We're not talking about a malicious XML library here, though. We're talking about a misunderstanding regarding what happens during legitimate parsing of XML.
I was just responding to you about pure functions. You can make a Haskell function with a pure type signature that includes a call to unsafePerformIO.
You can, but:

A) Legitimate libraries don't (unless the IO action is in fact pure)

B) Rogue libraries that do this will not generally work: laziness, optimizations, RTS races can all make the IO action run 0..N times, arbitrarily.

C) It doesn't change the fact that in Haskell, the XML library exposes the weird XML behavior of looking up external entities by being in IO (my original point) -- because of A.

More likely, they'll just write bindings to libxml2.
I wrote a libxml2 binding in Haskell (http://hackage.haskell.org/package/libxml-sax). It was an absolute nightmare, in part because handling entities safely requires a lot of hoop-jumping (and I'm not even 100% I caught all the places libxml2 does unsafe stuff).
"absolute nightmare" sounds like you did pretty well for libxml2.
Okay, parent comment obviously came out wrong and is starting its descent into white hell... ;-) I'm not going to delete it since it would be unfair to the child comments.

XML is for some reason a super-controversial technology that is apparently almost universally hated, and XSLT even more so. I hope I'll not be downvoted even more by asking what's scary about being downstream from a (serious, well-maintained) XML parser?

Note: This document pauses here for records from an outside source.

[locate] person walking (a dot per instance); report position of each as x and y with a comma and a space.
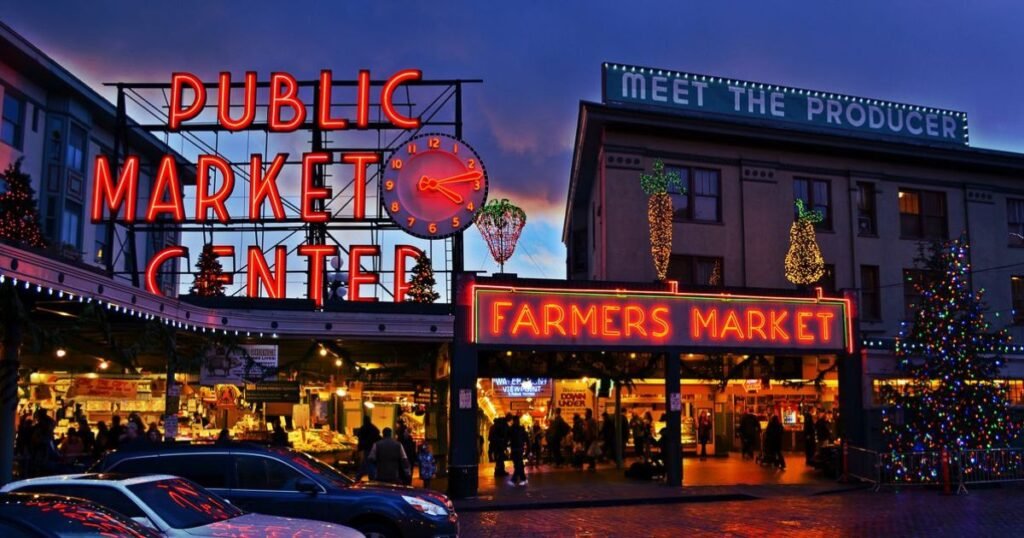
517, 442
704, 433
389, 458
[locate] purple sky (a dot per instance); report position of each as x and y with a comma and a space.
538, 59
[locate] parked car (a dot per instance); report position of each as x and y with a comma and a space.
175, 507
283, 482
38, 515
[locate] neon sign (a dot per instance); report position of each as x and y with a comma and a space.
503, 315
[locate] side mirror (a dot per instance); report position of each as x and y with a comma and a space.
306, 486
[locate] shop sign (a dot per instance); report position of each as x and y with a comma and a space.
578, 318
86, 387
222, 367
521, 386
281, 391
685, 92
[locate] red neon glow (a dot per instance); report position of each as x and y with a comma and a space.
204, 200
309, 192
224, 251
363, 100
259, 273
360, 161
316, 254
402, 253
284, 92
387, 98
125, 193
154, 266
356, 277
264, 187
176, 115
224, 101
324, 119
167, 179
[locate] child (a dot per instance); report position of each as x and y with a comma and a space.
427, 466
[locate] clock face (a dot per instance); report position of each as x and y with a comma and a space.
433, 185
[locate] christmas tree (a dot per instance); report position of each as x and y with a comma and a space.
210, 279
951, 358
804, 264
421, 288
18, 212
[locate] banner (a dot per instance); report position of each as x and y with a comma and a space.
223, 368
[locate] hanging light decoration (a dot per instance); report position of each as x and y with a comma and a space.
501, 222
656, 185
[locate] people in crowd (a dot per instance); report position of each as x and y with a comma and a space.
389, 458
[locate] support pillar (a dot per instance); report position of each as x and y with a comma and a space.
673, 417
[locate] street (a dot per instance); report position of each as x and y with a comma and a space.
992, 512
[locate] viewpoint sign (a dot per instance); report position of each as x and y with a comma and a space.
672, 90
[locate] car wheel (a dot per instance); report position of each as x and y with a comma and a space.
377, 530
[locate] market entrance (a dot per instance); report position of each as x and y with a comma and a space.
675, 367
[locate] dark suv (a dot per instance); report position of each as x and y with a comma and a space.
281, 482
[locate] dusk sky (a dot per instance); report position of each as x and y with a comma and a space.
539, 59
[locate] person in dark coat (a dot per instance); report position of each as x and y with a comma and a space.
517, 442
390, 458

(And I love XSLT. What can I say.)

What's "scary" (not the term I would personally use) is that the libraries typically aren't safe by default against malicious use. Users of the library have to know a lot in order to make them safe. See https://bitbucket.org/tiran/defusedxml for some of the potentially nasty gotchas in XML and XML-related technologies. Quoting from it:

> None of the issues is new. They have been known for a long time. Billion laughs was first reported in 2003. Nevertheless some XML libraries and applications are still vulnerable and even heavy users of XML are surprised by these features. It's hard to say whom to blame for the situation. It's too short sighted to shift all blame on XML parsers and XML libraries for using insecure default settings. After all they properly implement XML specifications. Application developers must not rely that a library is always configured for security and potential harmful data by default.

I think cheald probably means writing code to invoke a parser to parse XML. Presumably if you had written your own parser (generally, not a great idea) the resulting behaviour would not be "scary, twisted"... [at least to the person writing the parser].
Yes, indeed. :)
He very clearly said 'write code to parse' not 'write a parser'. The former obviously USES a parser.